O sistema britânico acabou por ser adoptado pela generalidade das tropas aliadas, embora os Franceses – sempre obcecados pela ofensiva – o fizessem nitidamente mais tarde. À frente das trincheiras, à distância do lançamento de uma granada de mão, eram implantadas redes de arame farpado, destinadas a amortecer o ímpeto do inimigo no último lanço antes do assalto. Adiante destas redes, corria a estreita faixa de terreno designada por terra-de-ninguém, normalmente de largura inferior a 500 metros, podendo mesmo não ter mais de 50 metros. Logo após os primeiros combates, a terra-de-ninguém transformava-se numa verdadeira paisagem lunar, repleta de crateras, onde todos os sinais de vida se reduziam a imagens de pesadelo.

As condições de vida nas trincheiras eram particularmente penosas. Durante a época chuvosa, muitas delas ficavam inundadas e cheias de lama. Para os militares feridos, a existência de lama era uma situação particularmente propícia ao desenvolvimento de infecções graves. As condições sanitárias eram aterradoras. Na terra-de-ninguém, enormes ratazanas devoravam os cadáveres insepultos e passeavam-se pelas fendas das paredes das trincheiras. As doenças dos pés – pé-de-trincheira e frieiras ulceradas –, causadas pelo contacto prolongado com a humidade e com o frio e agravadas pelas deficientes condições de higiene, foram responsáveis por inúmeras baixas de ambos os lados, muitas vezes requerendo a amputação de membros gangrenados.

Exceptuando as acções de ataque deliberado, de parte a parte, a rotina da vida das trincheiras só era quebrada pelos ocasionais disparos de atiradores especiais, pela aproximação de patrulhas de reconhecimento e pelos bombardeamentos quase diários.

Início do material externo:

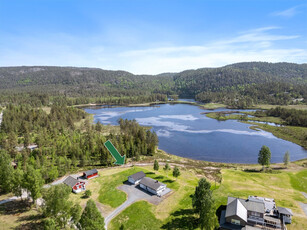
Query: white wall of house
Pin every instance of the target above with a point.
(78, 190)
(132, 181)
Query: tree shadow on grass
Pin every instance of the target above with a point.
(184, 219)
(30, 226)
(168, 181)
(15, 207)
(159, 177)
(33, 217)
(219, 211)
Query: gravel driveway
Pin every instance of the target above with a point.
(135, 193)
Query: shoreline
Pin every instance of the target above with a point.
(208, 106)
(215, 105)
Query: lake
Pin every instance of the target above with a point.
(184, 131)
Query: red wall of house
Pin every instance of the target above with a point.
(95, 174)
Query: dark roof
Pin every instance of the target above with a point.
(253, 206)
(70, 181)
(138, 175)
(286, 211)
(236, 208)
(151, 183)
(90, 172)
(250, 205)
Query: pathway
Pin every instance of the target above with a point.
(1, 116)
(134, 193)
(39, 201)
(23, 196)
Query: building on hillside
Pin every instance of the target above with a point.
(136, 178)
(152, 186)
(285, 214)
(76, 185)
(90, 173)
(254, 213)
(31, 147)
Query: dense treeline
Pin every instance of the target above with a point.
(276, 93)
(239, 85)
(66, 139)
(38, 99)
(290, 116)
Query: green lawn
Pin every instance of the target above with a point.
(110, 195)
(175, 212)
(299, 180)
(171, 212)
(137, 216)
(284, 187)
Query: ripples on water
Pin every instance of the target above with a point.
(183, 131)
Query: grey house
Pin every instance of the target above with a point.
(254, 213)
(285, 214)
(76, 185)
(152, 186)
(136, 178)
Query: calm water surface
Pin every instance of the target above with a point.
(184, 131)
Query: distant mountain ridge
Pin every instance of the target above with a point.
(238, 77)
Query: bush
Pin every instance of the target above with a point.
(87, 193)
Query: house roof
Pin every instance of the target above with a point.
(151, 183)
(286, 211)
(70, 181)
(138, 175)
(254, 206)
(269, 203)
(90, 172)
(236, 208)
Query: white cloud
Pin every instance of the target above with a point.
(288, 13)
(252, 45)
(260, 44)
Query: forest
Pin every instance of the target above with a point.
(238, 85)
(66, 140)
(291, 117)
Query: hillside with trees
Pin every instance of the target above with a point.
(238, 85)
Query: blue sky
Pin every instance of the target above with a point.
(151, 36)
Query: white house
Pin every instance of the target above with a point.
(76, 185)
(136, 178)
(152, 186)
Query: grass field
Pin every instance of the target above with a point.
(263, 106)
(176, 211)
(285, 187)
(294, 134)
(166, 213)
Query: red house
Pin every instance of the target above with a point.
(90, 173)
(76, 185)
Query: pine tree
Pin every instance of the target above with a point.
(287, 158)
(176, 172)
(91, 218)
(264, 156)
(166, 167)
(203, 205)
(6, 172)
(156, 165)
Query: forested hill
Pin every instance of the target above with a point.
(240, 84)
(78, 81)
(192, 82)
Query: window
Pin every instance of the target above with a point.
(233, 221)
(255, 214)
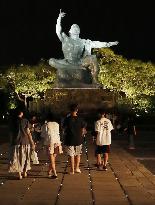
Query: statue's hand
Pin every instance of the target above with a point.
(116, 42)
(61, 14)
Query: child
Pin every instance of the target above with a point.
(50, 133)
(103, 128)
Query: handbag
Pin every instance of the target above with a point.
(34, 157)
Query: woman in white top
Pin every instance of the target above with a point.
(103, 129)
(51, 135)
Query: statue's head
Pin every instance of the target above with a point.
(75, 29)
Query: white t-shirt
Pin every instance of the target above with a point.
(103, 127)
(50, 133)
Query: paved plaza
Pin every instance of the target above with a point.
(126, 182)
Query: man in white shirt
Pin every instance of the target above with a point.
(103, 128)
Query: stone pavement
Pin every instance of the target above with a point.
(126, 182)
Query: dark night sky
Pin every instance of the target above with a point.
(27, 27)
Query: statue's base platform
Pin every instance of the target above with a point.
(74, 78)
(58, 100)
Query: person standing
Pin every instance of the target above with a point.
(131, 132)
(103, 128)
(51, 137)
(74, 130)
(21, 143)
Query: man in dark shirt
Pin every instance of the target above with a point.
(74, 130)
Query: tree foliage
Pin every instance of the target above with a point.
(134, 78)
(27, 80)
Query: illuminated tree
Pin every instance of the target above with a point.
(134, 78)
(27, 81)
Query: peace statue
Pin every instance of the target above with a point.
(77, 51)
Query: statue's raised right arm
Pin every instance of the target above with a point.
(58, 25)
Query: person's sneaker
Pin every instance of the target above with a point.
(131, 148)
(71, 173)
(100, 168)
(54, 177)
(77, 171)
(105, 168)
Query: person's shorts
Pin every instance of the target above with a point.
(102, 149)
(73, 150)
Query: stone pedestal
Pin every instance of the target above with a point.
(74, 78)
(88, 99)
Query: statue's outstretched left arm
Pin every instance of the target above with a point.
(98, 44)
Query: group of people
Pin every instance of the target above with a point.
(67, 137)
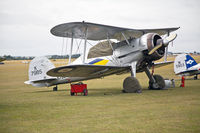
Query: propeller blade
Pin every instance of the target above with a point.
(155, 48)
(168, 39)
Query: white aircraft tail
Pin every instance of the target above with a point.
(38, 68)
(183, 63)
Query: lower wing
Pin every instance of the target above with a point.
(86, 71)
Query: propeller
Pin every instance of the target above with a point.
(163, 42)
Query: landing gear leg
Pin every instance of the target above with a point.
(55, 88)
(156, 82)
(131, 84)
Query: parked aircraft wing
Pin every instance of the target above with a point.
(160, 64)
(101, 32)
(86, 71)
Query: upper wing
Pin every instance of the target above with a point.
(85, 71)
(100, 32)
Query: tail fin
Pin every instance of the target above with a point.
(38, 68)
(182, 63)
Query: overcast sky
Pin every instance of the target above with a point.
(25, 24)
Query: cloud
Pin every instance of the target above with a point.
(26, 24)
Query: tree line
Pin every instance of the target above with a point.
(10, 57)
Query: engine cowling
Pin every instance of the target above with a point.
(150, 40)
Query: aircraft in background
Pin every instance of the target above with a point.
(185, 65)
(135, 50)
(1, 60)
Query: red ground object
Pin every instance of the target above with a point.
(79, 88)
(182, 82)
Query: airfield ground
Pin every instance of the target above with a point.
(26, 109)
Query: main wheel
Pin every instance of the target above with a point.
(72, 93)
(85, 92)
(131, 85)
(159, 85)
(55, 88)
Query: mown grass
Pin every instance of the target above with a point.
(25, 108)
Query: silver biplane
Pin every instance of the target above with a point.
(135, 50)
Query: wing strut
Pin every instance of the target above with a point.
(166, 50)
(126, 39)
(85, 43)
(70, 54)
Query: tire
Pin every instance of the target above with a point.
(55, 88)
(160, 83)
(85, 92)
(131, 85)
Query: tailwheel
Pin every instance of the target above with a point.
(131, 85)
(159, 83)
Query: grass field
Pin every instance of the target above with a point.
(26, 109)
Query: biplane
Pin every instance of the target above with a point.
(119, 51)
(185, 65)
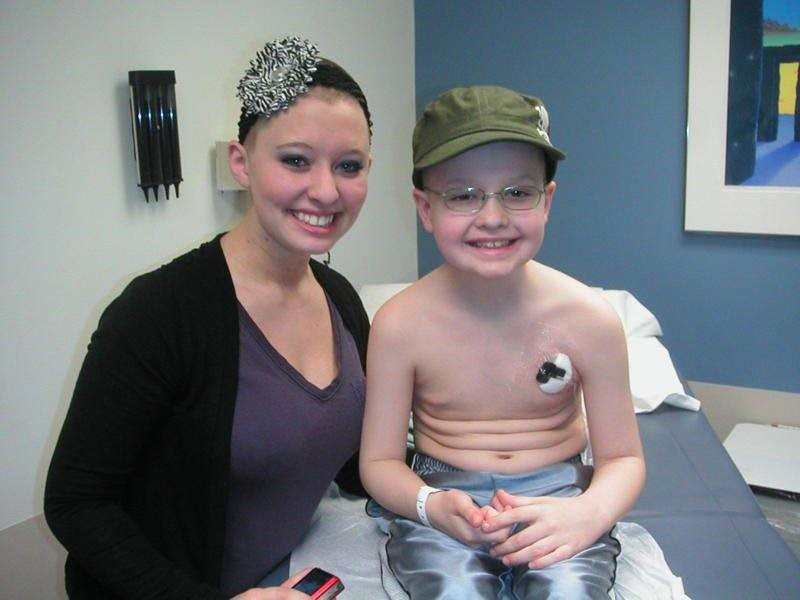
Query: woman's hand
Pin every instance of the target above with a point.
(282, 592)
(454, 513)
(554, 528)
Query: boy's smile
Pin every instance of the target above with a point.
(494, 241)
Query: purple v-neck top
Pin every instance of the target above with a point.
(289, 440)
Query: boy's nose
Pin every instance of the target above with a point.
(322, 186)
(492, 214)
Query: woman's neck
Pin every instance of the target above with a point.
(253, 258)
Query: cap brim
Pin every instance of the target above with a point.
(463, 143)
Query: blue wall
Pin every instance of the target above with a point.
(614, 77)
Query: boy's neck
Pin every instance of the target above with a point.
(496, 295)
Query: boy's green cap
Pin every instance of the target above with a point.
(464, 117)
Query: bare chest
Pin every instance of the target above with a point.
(489, 373)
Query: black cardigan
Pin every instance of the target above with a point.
(137, 487)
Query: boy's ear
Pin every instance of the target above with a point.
(423, 208)
(237, 163)
(549, 191)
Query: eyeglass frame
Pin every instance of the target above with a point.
(485, 198)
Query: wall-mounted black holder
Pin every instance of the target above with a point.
(155, 130)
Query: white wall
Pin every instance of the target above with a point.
(75, 227)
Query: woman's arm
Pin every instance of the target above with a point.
(354, 317)
(123, 395)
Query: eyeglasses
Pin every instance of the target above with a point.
(471, 200)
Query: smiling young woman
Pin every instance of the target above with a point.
(222, 393)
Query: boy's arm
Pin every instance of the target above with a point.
(558, 528)
(387, 478)
(384, 433)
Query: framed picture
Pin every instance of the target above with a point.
(722, 195)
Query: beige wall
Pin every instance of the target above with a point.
(75, 227)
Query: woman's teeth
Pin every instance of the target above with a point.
(315, 220)
(492, 244)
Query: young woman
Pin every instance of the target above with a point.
(222, 392)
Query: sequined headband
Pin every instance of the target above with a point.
(277, 76)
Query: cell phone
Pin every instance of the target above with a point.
(319, 584)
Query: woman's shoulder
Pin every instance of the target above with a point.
(198, 275)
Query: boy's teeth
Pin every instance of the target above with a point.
(316, 220)
(493, 244)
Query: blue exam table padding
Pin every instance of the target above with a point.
(705, 518)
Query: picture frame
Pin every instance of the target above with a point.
(710, 205)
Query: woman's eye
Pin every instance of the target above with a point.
(294, 160)
(351, 166)
(517, 193)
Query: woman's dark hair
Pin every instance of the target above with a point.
(329, 75)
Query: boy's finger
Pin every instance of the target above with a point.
(557, 555)
(507, 499)
(296, 577)
(524, 514)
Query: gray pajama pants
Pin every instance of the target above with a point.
(431, 565)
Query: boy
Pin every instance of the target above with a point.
(490, 351)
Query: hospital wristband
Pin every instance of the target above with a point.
(422, 499)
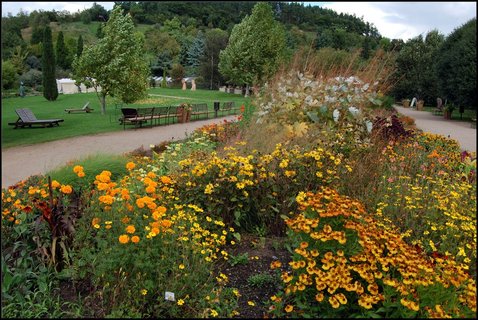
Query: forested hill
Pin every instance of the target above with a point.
(224, 14)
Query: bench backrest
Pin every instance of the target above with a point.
(174, 109)
(161, 111)
(129, 112)
(228, 105)
(145, 112)
(26, 115)
(198, 107)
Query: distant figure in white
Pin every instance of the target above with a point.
(414, 100)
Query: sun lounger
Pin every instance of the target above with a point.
(26, 118)
(85, 108)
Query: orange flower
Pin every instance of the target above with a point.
(130, 229)
(66, 189)
(166, 223)
(124, 238)
(77, 169)
(166, 180)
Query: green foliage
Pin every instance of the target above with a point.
(240, 259)
(79, 47)
(62, 52)
(8, 75)
(456, 65)
(416, 75)
(262, 280)
(215, 41)
(115, 62)
(50, 89)
(255, 49)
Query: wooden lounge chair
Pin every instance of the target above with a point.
(85, 108)
(26, 118)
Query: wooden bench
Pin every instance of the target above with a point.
(136, 116)
(199, 109)
(228, 108)
(160, 113)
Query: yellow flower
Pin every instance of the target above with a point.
(123, 238)
(166, 180)
(77, 169)
(130, 229)
(66, 189)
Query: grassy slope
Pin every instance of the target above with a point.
(78, 124)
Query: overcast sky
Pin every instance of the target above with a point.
(394, 20)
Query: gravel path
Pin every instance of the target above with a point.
(18, 163)
(461, 131)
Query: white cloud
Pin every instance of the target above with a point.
(28, 7)
(405, 20)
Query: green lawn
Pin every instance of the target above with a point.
(78, 124)
(467, 115)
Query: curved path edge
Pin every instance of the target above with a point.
(460, 131)
(19, 163)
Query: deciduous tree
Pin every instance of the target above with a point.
(255, 49)
(114, 65)
(50, 89)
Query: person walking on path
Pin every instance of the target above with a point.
(460, 131)
(19, 163)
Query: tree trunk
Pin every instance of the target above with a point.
(212, 71)
(103, 103)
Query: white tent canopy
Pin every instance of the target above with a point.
(68, 86)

Para além desta experiência europeia, a que o Corpo Expedicionário Português foi sujeito, é de referir que, embora com características diferentes, também em Angola e Moçambique foram travados combates contra forças alemãs, em condições de dificuldade que importa sublinhar. Sendo campanhas de intensidade menor, as grandes distâncias a percorrer, as enormes dificuldades logísticas e de comunicações e as deploráveis condições sanitárias – causadoras de pesadas baixas não devidas ao combate – concorreram para um resultado estratégico muito modesto, que a vitória final não permite olvidar.